Kann der tägliche Umgang mit Musik die Integration von Grundschülern mit Migrationshintergrund und begrenzten Deutschkenntnissen positiv beeinflussen? Erleichtert ihnen Musik sogar das Leben in ihrer neuen Heimat? Ein Tag in einer "Musikalischen Grundschule" in Herford gibt Antworten.

Infos zum Text

Text von Harald Braun für change – das Magazin der Bertelsmann Stiftung. Ausgabe 4/2015 (gekürzte Fassung).

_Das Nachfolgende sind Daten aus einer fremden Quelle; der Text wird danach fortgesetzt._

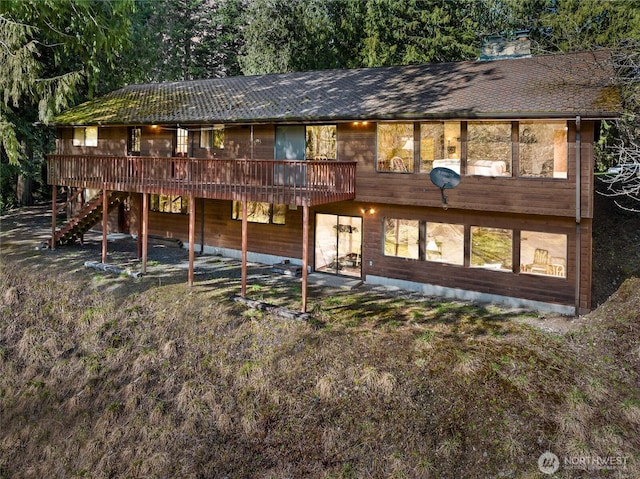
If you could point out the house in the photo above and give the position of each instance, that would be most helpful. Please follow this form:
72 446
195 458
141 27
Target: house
331 170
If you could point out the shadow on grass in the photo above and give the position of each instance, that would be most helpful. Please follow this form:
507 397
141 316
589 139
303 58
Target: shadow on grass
220 278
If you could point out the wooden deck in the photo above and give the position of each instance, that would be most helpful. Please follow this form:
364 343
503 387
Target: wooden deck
302 183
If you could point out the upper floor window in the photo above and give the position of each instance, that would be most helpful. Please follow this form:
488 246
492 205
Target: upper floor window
85 136
395 147
489 148
182 142
135 135
543 149
321 142
440 145
212 137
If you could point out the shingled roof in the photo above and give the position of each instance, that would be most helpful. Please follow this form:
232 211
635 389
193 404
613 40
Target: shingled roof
544 86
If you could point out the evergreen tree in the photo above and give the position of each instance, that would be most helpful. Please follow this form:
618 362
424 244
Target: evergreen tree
52 53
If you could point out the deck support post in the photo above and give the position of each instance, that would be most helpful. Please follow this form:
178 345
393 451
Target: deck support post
243 288
145 230
54 213
305 255
105 219
192 236
139 221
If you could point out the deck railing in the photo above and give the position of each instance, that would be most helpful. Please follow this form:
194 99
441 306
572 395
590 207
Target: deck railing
271 181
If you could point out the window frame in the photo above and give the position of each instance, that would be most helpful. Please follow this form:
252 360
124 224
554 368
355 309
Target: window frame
397 163
482 168
408 244
212 137
83 139
155 203
236 212
134 139
181 148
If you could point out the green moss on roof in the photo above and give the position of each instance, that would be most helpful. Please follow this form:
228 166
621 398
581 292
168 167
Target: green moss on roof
554 84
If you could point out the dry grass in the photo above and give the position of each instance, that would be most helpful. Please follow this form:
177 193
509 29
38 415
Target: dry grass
157 380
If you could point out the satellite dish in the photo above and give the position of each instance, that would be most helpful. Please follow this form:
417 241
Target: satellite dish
444 178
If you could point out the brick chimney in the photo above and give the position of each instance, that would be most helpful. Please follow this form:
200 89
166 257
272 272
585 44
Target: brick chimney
496 47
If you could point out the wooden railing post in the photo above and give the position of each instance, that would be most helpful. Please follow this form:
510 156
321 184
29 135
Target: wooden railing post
54 213
192 236
105 219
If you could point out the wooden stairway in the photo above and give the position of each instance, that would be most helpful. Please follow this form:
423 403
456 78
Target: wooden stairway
88 217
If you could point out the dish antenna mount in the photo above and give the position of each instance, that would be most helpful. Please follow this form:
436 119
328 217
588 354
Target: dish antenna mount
445 179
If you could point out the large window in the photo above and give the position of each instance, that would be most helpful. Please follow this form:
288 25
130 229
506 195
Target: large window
543 149
182 142
445 243
543 253
169 204
492 248
488 148
321 142
402 238
212 137
85 136
440 145
395 147
260 212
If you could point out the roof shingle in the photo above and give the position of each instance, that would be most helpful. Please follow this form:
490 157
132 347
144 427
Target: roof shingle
551 85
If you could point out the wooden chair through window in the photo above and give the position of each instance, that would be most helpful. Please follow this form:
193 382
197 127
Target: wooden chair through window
540 263
397 164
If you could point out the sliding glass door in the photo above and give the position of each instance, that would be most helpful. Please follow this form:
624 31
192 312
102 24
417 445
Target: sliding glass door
338 244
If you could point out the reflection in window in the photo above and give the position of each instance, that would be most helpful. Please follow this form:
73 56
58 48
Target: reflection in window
182 142
543 149
543 253
401 238
440 145
85 136
134 141
491 248
169 204
489 148
395 147
445 243
212 137
258 212
321 142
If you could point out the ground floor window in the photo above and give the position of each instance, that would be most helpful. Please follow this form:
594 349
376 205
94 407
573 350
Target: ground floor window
169 204
402 238
489 247
492 248
445 243
258 212
395 147
543 253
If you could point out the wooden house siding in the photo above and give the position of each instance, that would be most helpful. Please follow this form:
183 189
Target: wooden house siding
515 203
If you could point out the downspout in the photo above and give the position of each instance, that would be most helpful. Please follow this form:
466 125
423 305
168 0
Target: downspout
578 215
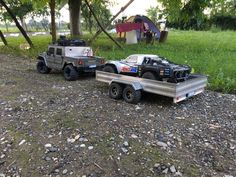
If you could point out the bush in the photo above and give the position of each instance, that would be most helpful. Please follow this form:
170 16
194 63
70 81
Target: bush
224 22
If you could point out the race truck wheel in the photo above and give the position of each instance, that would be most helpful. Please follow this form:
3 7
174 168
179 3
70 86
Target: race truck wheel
131 96
149 75
42 68
115 91
70 73
109 69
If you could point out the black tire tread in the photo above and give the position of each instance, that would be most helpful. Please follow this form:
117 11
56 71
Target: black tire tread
73 73
137 95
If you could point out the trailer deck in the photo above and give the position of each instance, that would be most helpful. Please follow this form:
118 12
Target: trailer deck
178 91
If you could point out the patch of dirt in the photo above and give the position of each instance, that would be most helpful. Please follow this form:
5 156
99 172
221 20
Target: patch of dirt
52 127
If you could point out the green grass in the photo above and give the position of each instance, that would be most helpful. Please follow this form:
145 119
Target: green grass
211 53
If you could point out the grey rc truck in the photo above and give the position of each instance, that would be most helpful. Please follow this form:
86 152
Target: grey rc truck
72 57
150 67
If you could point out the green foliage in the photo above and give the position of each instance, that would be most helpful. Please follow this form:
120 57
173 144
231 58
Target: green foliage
209 53
100 8
191 14
152 13
18 8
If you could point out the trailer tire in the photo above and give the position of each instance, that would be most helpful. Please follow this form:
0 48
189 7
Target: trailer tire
149 75
70 73
131 95
109 69
115 91
42 67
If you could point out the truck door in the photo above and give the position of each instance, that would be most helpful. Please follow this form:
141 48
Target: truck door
58 60
50 57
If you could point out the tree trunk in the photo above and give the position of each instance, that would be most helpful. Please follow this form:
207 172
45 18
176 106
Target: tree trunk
17 23
52 5
75 16
3 38
22 21
6 24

"Dum-Chi-Ka", ruft Robert (10) und schlägt zum Takt die Hände abwechselnd gegen seine Brust oder die Oberschenkel, mal schneller, mal langsamer, aber immer wieder: Ein wenig scheu schaut er dabei in die Runde und beobachtet aus den Augenwinkeln die anderen Kinder im Raum, die unter Anleitung ihrer Musiklehrerin Ann Kathrin Hollmann ebenfalls mit der koordinativen Rhythmus-Übung beschäftigt sind. Robert wird beim Body-Percussion immer lockerer, je länger die Übung dauert. Am Ende wirkt seine fröhliche Performance wie eine Mischung aus lautem Rufen und geschmeidigem Rap-Rhythmus. Roberts Augen strahlen, selbstvergessen ruft er noch zwei Mal: "Dum-Chi-Kaaaaa – Dum-Chi-Kaaaa ...!", bis er bemerkt, dass seine Lehrerin den Zeigefinger auf ihre Lippen gelegt hat – an der "Musikalischen Grundschule" in Herford das Signal für alle, nun einen Moment still zu sein.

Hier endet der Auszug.